After hanging from his harness for more than four hours, Rod’s weight was finally fully supported. With the temperature having dropped into the 30s and his low blood pressure decreasing his peripheral blood flow, it was apparent to the rangers that he was freezing. Craig and George covered him with their jackets to keep him warm, Craig stripping down to just a lightweight fleece. Between the adrenaline of the moment and the pace at which they were working, the rangers were not feeling the cold. Craig piled his Nomex clothes, as well as an extra down jacket he had pulled out of his pack, on top of Rod’s torso. George folded his yellow Nomex jacket over Rod’s legs.
They then put a red Benham bag around him. Named after the man who designed it, the medium-weight sleeping bag Velcros 360 degrees with no zipper. It allows rescuers to access a patient to reassess him, take his blood pressure, reach his leg, and so on, and it has a hole in the center by the belly button where a patient attachment can come out.
As the rangers tucked him in, Rod experienced the sensation of his body settling in the litter and moving up the rock. Then, all of a sudden, he couldn’t remember Craig’s name anymore, a realization that made him panic, although he couldn’t communicate his fear to the rangers helping him.

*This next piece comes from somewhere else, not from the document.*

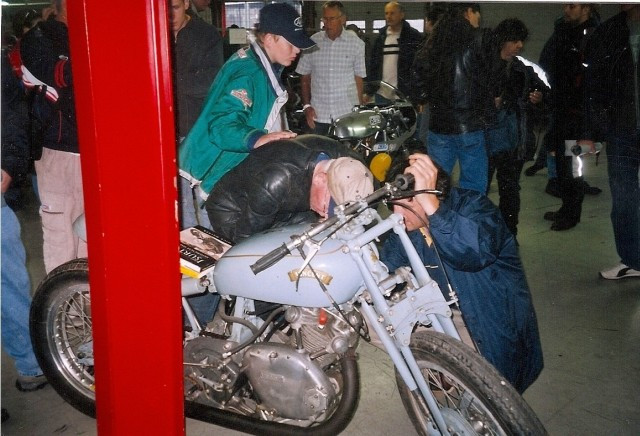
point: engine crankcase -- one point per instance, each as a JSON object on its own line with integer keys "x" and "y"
{"x": 208, "y": 377}
{"x": 287, "y": 381}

Once Rod was secured, Craig briefly assessed him again and then, using the litter as a ledge, transferred to the litter and strapped himself into it with Rod. His task
at that point was to keep the litter from catching or bouncing as it was raised. Above him, Leo and Marty began to convert the ropes on which they had lowered the litter to a raising system to bring it back up with Rod in it.
As they began the technical raising operation, all of the rangers understood that they were pushing up against nightfall, and they began to accept that the four of them were likely not going to be enough to raise Rod as quickly as was necessary. There was no doubt that Rod would not survive the frigid night in the open air if he couldn’t be evacuated. As it was, he had hovered not far from death for several hours.

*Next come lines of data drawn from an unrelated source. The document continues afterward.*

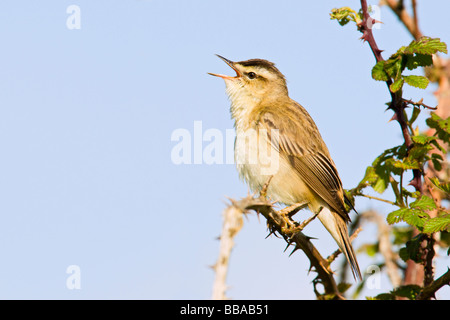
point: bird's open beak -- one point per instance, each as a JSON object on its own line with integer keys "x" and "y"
{"x": 231, "y": 64}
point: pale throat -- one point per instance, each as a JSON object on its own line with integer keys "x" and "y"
{"x": 242, "y": 105}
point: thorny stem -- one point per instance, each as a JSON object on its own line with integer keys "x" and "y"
{"x": 397, "y": 103}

George was manning the belay line, feeding the rope through the tension system as a backup in case the hauling line broke. It was a great deal of work for him to be doing all by himself; if Leo had access to unlimited manpower, he would have placed two rangers on rope management. From the top of the pitch, Leo and Marty were pulling the main line. The litter tried to turn and scrape into the face as they hauled it up, and Craig had to stabilize the litter as it ascended the mountain, about half a foot at a time. The litter was between Craig and the mountainside, and it took a tremendous amount of arm strength for Craig to pull the litter to himself continually to keep it from snagging on the rock.
Their movement was efficient but deliberative. Rod was tied securely into the litter, but 50 feet was a long way to hoist him up in six-inch increments. A variety of catastrophic events could occur between their location and the top of the pitch, including another lightning strike, rockfall, or, especially given the amount of force being expended on the rope, anchor failure.
While the rangers were raising Rod, Laurence took a quick flight down to Lupine Meadows to hot-fuel.